Average Q is a bad idea!
The quality (Q) score of a base indicates the sequencing
machine's estimated probability that the base call is wrong. Consider a read
with a given set of Q scores, and suppose the machine's Q scores are accurate.
Now consider a large sample of reads with the same Q scores, then the expected
number of errors is the average number of errors per read that we would find in
that sample of reads. This is roughly equivalent to the most likely number of
errors in the read, though the number of expected errors is not always an integer and can be less than one.

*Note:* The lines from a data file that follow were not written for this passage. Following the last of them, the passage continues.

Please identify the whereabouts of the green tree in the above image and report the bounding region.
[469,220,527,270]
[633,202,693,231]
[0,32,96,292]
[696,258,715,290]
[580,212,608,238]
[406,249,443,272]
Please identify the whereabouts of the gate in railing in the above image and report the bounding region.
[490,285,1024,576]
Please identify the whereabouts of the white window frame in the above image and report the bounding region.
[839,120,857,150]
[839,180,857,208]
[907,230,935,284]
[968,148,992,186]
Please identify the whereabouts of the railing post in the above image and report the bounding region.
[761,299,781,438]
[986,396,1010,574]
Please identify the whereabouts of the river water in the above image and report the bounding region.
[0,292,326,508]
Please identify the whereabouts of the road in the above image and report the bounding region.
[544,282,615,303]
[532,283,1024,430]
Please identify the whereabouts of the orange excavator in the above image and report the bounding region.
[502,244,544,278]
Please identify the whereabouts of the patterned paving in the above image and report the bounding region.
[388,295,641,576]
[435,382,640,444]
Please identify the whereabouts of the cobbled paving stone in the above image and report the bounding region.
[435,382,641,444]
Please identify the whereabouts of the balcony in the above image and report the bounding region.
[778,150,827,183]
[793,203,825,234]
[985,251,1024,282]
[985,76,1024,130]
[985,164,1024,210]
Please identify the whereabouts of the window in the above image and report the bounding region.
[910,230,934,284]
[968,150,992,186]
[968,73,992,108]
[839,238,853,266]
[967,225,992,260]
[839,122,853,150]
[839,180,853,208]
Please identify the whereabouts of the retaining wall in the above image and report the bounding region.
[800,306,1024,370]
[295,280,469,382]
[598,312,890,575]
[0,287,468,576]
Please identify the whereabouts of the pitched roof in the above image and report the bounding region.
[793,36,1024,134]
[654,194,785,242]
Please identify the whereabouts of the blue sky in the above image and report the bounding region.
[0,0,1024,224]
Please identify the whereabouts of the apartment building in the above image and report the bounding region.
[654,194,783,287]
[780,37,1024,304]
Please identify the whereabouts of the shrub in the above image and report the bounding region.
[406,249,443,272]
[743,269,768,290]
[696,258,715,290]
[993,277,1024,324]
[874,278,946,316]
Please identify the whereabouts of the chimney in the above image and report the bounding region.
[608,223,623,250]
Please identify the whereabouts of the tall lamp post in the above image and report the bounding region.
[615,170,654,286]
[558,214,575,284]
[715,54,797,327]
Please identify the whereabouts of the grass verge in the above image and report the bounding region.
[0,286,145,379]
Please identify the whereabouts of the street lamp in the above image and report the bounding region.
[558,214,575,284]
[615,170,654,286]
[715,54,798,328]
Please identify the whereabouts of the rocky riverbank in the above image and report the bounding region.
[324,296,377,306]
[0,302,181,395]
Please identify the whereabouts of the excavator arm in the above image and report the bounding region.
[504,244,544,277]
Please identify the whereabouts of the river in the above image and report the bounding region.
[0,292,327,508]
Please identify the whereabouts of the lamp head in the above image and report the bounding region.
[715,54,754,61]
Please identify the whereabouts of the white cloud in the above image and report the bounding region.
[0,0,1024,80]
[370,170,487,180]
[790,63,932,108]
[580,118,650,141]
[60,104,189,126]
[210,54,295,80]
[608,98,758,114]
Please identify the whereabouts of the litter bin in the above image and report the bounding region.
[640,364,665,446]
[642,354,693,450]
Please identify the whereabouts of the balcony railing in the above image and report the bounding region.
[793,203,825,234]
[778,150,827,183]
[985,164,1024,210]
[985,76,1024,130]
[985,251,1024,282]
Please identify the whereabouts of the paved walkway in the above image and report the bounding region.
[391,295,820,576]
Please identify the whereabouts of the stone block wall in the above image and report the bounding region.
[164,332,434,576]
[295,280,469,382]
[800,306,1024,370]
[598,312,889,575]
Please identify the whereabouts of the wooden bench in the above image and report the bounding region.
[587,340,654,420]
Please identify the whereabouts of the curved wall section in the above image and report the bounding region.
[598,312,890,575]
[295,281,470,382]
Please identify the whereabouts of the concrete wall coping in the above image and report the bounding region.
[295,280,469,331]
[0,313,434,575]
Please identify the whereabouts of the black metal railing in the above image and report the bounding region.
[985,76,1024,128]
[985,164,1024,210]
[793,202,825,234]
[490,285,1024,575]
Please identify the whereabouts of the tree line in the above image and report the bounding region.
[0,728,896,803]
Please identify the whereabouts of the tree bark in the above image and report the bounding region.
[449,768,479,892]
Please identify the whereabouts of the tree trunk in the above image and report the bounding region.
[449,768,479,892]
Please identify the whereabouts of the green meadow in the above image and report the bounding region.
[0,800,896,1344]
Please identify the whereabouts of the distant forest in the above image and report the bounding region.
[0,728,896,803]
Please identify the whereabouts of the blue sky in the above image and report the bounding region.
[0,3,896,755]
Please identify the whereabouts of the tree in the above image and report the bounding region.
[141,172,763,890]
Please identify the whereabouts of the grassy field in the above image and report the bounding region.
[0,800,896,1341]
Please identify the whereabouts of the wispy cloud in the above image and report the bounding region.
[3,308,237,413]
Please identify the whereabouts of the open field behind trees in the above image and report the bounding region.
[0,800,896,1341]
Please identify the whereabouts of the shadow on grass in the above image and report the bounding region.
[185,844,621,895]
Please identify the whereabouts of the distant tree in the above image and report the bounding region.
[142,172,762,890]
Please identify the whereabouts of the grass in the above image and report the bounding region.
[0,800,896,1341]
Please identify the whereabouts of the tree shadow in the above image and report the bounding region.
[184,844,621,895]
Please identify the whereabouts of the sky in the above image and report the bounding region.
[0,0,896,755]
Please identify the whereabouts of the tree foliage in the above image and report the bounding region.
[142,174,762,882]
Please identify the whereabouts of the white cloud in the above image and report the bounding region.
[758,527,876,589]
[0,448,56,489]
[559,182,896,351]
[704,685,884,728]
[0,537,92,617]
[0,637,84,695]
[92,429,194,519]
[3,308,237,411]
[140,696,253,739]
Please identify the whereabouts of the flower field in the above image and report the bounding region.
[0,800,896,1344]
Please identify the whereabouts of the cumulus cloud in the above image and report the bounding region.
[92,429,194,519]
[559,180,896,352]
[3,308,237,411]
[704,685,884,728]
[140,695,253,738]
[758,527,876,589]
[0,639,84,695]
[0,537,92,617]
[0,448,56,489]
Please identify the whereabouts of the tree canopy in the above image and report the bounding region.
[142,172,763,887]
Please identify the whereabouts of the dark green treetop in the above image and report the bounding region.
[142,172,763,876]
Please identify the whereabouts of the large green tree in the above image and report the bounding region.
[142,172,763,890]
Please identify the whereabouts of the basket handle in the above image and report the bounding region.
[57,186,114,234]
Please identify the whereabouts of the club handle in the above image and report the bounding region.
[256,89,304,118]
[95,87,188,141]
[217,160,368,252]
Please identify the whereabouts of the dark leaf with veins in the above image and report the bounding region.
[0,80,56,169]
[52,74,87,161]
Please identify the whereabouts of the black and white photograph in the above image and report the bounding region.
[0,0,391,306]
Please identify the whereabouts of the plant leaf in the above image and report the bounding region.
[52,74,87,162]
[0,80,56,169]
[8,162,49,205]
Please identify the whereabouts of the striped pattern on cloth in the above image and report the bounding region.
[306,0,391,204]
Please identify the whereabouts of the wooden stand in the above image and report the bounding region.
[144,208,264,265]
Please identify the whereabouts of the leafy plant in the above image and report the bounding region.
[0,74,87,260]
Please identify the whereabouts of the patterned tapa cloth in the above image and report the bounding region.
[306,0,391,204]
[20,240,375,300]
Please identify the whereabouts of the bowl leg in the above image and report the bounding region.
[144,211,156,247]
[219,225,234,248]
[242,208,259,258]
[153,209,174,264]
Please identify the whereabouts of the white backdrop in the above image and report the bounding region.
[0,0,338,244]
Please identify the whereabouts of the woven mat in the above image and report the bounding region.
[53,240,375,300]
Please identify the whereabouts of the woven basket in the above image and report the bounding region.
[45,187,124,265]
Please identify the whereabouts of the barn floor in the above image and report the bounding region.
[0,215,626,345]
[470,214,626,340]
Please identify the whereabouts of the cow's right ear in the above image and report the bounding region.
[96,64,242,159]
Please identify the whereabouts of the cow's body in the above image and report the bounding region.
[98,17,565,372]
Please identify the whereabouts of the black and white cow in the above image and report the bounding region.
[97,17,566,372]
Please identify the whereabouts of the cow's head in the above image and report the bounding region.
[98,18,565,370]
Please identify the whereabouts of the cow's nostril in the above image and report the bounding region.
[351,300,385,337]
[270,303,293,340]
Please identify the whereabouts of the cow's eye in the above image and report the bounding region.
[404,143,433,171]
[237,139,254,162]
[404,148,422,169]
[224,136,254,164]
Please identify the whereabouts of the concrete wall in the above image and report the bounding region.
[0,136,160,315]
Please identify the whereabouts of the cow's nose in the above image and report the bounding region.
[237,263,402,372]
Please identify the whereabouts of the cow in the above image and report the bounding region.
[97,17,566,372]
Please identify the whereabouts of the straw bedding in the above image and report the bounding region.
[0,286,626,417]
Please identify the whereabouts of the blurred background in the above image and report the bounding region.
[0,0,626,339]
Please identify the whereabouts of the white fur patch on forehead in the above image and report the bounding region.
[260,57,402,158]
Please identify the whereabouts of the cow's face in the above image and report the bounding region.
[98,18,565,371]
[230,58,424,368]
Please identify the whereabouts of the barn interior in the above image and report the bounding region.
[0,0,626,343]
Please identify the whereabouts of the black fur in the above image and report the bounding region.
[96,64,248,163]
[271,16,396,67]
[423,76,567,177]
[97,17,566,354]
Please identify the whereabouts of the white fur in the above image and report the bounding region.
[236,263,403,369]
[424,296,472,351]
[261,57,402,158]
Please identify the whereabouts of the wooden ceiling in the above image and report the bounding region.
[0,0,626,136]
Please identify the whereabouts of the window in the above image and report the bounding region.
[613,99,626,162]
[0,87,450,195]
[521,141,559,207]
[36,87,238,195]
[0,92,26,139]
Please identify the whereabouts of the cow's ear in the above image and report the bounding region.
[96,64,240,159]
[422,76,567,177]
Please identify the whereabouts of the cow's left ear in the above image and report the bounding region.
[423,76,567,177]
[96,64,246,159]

Take a simple example: a read of length two with
quality scores Q3 and Q40, corresponding to error probabilities P=0.5 and
P=0.0001. The base with Q3 is much more likely to have an error than the base
with Q40 (0.5/0.0001 = 5,000 times more likely), so we can ignore the Q40 base
to a good approximation. Consider a large sample of reads with (Q3, Q40), then
approximately half of them will have an error (because of the P=0.5 from the Q2
base). We express this by saying that the expected number of errors in a read
with quality scores (Q3, Q40) is 0.5.
As this example shows, low Q scores (high error
probabilities) dominate expected errors, but this information is lost by
averaging if low Qs appear in a read with mostly high Q scores. This explains
why expected errors is a much better indicator of read accuracy than average Q.